Die Club- und Partyszene ist seit Jahrzehnten ein fester Bestandteil urbaner Jugend- und Musikkultur. Gleichzeitig gilt sie als ein Raum, in dem experimenteller Drogenkonsum – insbesondere von sogenannten „Partydrogen“ wie MDMA, Amphetaminen, Ketamin oder neuen psychoaktiven Substanzen – verbreitet ist. Bereits seit den 2000er-Jahren bemühen sich Initiativen aus der Szene heraus, Konsumierende über Risiken aufzuklären und sicherheitsorientierte Prävention zu etablieren.
Entwicklung der Präventionsarbeit in der Clubkultur seit 2009
Bereits um 2009 begann eine Reihe von Projekten in verschiedenen Städten Deutschlands – unter anderem in Berlin, Frankfurt und Köln – intensiv daran zu arbeiten, Prävention direkt in den Clubs und auf Veranstaltungen zu verankern.
Ziel war es, Aufklärung „am Ort des Geschehens“ zu leisten:
- Verteilung von Informationsflyern zu Substanzen und Mischkonsum,
- Bereitstellung von sauberem Konsumutensil („sauberes Besteck“) und Kondomen,
- Drug-Checking-Angebote sowie
- anonyme Beratung vor Ort durch geschulte Fachkräfte.
Diese Maßnahmen wurden oft von Vereinen, Stadtinitiativen oder engagierten Clubkollektiven getragen – mit Unterstützung einzelner Kommunen, jedoch ohne nennenswerte finanzielle oder strukturelle Hilfe von der Bundesregierung.
Bis heute, so die Einschätzung vieler Akteure der Szene, fehlt eine systematische Förderung dieser präventiven Arbeit.
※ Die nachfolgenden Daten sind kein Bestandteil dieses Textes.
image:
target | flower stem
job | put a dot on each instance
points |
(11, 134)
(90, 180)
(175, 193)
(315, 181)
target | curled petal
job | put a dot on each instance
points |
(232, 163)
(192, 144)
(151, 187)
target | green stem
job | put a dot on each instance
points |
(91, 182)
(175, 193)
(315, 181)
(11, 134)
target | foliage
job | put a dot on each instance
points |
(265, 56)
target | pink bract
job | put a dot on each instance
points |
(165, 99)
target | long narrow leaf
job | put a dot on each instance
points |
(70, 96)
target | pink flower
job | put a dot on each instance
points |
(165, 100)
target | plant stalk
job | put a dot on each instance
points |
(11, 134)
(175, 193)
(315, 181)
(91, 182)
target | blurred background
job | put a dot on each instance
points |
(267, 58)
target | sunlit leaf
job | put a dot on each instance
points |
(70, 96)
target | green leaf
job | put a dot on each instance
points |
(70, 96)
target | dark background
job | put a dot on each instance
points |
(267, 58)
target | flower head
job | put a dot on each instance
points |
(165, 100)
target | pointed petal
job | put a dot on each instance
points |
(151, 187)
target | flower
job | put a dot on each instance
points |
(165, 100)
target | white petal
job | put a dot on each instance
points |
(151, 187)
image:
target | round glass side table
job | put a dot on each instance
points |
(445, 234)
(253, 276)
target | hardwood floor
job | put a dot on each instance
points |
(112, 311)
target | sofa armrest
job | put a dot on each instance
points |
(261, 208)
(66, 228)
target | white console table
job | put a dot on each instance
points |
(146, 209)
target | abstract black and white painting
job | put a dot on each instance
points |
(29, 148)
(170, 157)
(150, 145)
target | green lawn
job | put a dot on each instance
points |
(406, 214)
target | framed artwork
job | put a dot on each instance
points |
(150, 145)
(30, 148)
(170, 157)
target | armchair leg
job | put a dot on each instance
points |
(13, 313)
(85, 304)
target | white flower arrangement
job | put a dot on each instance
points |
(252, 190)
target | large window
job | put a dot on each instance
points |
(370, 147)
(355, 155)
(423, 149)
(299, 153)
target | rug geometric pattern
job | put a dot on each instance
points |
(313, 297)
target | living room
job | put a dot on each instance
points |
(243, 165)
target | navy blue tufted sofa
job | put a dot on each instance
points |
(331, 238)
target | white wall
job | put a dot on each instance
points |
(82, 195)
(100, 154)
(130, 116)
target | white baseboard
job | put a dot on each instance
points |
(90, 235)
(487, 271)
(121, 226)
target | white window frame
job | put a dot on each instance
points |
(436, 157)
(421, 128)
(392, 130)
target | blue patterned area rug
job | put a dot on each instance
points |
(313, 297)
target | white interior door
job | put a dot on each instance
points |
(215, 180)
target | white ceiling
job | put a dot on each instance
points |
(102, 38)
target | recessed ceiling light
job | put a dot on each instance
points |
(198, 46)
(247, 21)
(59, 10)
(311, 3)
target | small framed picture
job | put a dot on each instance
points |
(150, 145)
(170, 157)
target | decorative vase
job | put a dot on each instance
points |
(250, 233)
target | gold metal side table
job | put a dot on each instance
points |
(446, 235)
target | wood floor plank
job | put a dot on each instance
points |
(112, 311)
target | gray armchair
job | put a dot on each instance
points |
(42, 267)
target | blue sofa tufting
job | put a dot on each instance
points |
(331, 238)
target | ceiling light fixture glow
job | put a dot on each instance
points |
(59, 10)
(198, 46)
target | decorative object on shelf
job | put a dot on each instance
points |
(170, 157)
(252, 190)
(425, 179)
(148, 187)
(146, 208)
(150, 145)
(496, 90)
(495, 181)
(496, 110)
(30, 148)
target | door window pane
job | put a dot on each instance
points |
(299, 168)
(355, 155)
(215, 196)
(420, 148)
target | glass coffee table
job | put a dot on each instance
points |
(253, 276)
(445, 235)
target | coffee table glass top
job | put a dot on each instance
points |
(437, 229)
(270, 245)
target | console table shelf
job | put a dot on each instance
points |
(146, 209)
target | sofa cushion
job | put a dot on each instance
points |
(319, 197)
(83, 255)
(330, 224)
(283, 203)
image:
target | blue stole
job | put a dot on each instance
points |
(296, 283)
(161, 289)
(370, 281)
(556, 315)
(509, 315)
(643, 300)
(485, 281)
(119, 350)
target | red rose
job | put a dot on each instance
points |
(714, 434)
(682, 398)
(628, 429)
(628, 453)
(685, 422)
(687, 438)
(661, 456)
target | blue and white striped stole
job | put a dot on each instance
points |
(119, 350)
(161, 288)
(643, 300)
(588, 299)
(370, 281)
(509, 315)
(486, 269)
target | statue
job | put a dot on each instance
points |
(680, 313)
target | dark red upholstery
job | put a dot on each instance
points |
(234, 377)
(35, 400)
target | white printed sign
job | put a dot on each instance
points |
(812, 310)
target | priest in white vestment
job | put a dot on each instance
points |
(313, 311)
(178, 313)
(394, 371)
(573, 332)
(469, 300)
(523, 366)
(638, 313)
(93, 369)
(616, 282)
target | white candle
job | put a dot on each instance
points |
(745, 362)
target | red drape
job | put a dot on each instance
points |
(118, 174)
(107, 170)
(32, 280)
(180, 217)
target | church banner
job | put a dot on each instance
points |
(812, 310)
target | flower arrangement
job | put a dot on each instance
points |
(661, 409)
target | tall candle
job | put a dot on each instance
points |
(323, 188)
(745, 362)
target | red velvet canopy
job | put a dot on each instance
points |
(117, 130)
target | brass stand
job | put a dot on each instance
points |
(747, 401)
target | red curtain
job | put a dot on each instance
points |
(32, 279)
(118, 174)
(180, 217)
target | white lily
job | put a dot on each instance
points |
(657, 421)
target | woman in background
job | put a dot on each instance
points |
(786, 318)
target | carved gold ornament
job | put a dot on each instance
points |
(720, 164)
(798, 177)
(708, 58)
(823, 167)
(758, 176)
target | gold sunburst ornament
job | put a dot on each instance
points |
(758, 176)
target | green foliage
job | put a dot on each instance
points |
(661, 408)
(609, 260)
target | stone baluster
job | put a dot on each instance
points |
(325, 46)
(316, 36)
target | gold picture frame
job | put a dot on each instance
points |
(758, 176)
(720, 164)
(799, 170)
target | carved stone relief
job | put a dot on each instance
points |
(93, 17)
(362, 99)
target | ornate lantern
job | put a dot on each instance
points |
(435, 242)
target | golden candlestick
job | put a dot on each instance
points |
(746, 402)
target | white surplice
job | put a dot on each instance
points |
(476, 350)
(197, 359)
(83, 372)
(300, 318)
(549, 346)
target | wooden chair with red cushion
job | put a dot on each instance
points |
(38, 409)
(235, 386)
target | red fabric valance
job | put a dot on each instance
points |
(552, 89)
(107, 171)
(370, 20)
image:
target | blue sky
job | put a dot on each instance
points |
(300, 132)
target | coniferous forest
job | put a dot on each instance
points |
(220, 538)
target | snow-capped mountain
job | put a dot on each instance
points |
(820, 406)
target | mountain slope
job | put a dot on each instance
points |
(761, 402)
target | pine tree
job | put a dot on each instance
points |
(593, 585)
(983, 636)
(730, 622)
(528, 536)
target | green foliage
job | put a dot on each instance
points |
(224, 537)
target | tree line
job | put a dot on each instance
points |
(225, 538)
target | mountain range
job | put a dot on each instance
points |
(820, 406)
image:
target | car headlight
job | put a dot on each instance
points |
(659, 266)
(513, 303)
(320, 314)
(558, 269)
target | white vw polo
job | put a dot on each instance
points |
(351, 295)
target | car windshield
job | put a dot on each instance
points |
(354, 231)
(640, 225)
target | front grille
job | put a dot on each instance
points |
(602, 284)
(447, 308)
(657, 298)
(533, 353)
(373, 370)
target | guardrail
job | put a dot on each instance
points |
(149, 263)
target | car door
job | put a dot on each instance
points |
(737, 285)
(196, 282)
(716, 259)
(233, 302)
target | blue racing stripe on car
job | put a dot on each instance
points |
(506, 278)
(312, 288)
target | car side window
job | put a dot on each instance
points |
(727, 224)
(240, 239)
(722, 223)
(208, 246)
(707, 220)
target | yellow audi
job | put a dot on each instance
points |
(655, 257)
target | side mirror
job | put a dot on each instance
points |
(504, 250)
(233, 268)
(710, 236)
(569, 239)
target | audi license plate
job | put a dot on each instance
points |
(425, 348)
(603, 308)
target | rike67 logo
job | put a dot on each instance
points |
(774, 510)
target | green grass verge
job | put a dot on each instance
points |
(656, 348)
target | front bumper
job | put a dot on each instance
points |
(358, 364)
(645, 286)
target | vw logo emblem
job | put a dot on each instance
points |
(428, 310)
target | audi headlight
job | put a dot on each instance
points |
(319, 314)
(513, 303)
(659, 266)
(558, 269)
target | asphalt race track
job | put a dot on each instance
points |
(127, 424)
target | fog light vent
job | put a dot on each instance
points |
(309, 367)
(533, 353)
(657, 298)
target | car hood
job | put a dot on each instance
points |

Die Projekte arbeiten vielfach ehrenamtlich oder mit temporären Fördergeldern, die keine langfristige Planung ermöglichen.
Aktuelle Lage laut Bundesdrogenbeauftragtem (2025)
Hendrik Streeck, der derzeitige Bundesdrogenbeauftragte, warnt in seinen aktuellen Stellungnahmen (November 2025) vor einer besorgniserregenden Entwicklung:
- 2 137 Drogentote im vergangenen Jahr,
- deutlicher Anstieg bei unter 30-Jährigen (+14 %),
- Zunahme von synthetischen Opioiden und neuen psychoaktiven Substanzen (NPS),
- wachsender Mischkonsum in Partyszenen.
Streeck spricht von einer „quasi pandemischen Dynamik“ und fordert eine engere Verzahnung von Forschung, Aufklärung und Prävention.
Gleichzeitig betont er, dass bisherige Systeme zu träge reagieren und neue Formen des Drogengebrauchs – gerade im Nachtleben – oft erst bemerkt werden, wenn es bereits zu spät ist.
Fehlende politische Unterstützung
Trotz der langjährigen Bemühungen der Clubszene und vieler zivilgesellschaftlicher Akteure blieb eine nachhaltige Unterstützung durch die Bundesregierung aus.
Insbesondere:
- fehlende finanzielle Mittel für Aufklärungskampagnen,
- keine gesetzliche Grundlage für flächendeckendes Drug-Checking,
- mangelnde Förderung für niedrigschwellige Beratungsangebote in Clubs und auf Festivals.
Diese Lücke führt dazu, dass Prävention und Schadensminderung fast ausschließlich von Initiativen getragen werden, die aus der Szene selbst hervorgegangen sind.
Viele dieser Gruppen betonen, dass ihre Arbeit deutlich effektiver wäre, wenn sie durch stabile Förderprogramme unterstützt würden – sowohl personell als auch materiell (z. B. Infomaterial, Testkits, hygienisches Konsumequipment).
Fazit und Ausblick
Seit über 15 Jahren engagieren sich Clubs, NGOs und freiwillige Helfer*innen aktiv für Aufklärung, Schadensminimierung und sichere Partykultur.
Während sich die Drogensituation – insbesondere durch das Auftreten neuer synthetischer Substanzen – weiter zuspitzt, fehlt es weiterhin an einer bundesweiten Strategie, die diese Präventionsarbeit strukturell absichert.
Der Bundesdrogenbeauftragte erkennt die Schwere der Lage an, doch bislang bleibt offen, wie konkret die Bundesregierung die Club- und Partyszene in Präventionsmaßnahmen einbeziehen wird.
Ein nachhaltiger Ansatz müsste die Lebensrealität junger Menschen berücksichtigen, die Prävention niedrigschwellig und akzeptanzorientiert gestalten und Projekte, die seit Jahren wichtige Aufklärungsarbeit leisten, finanziell und organisatorisch absichern.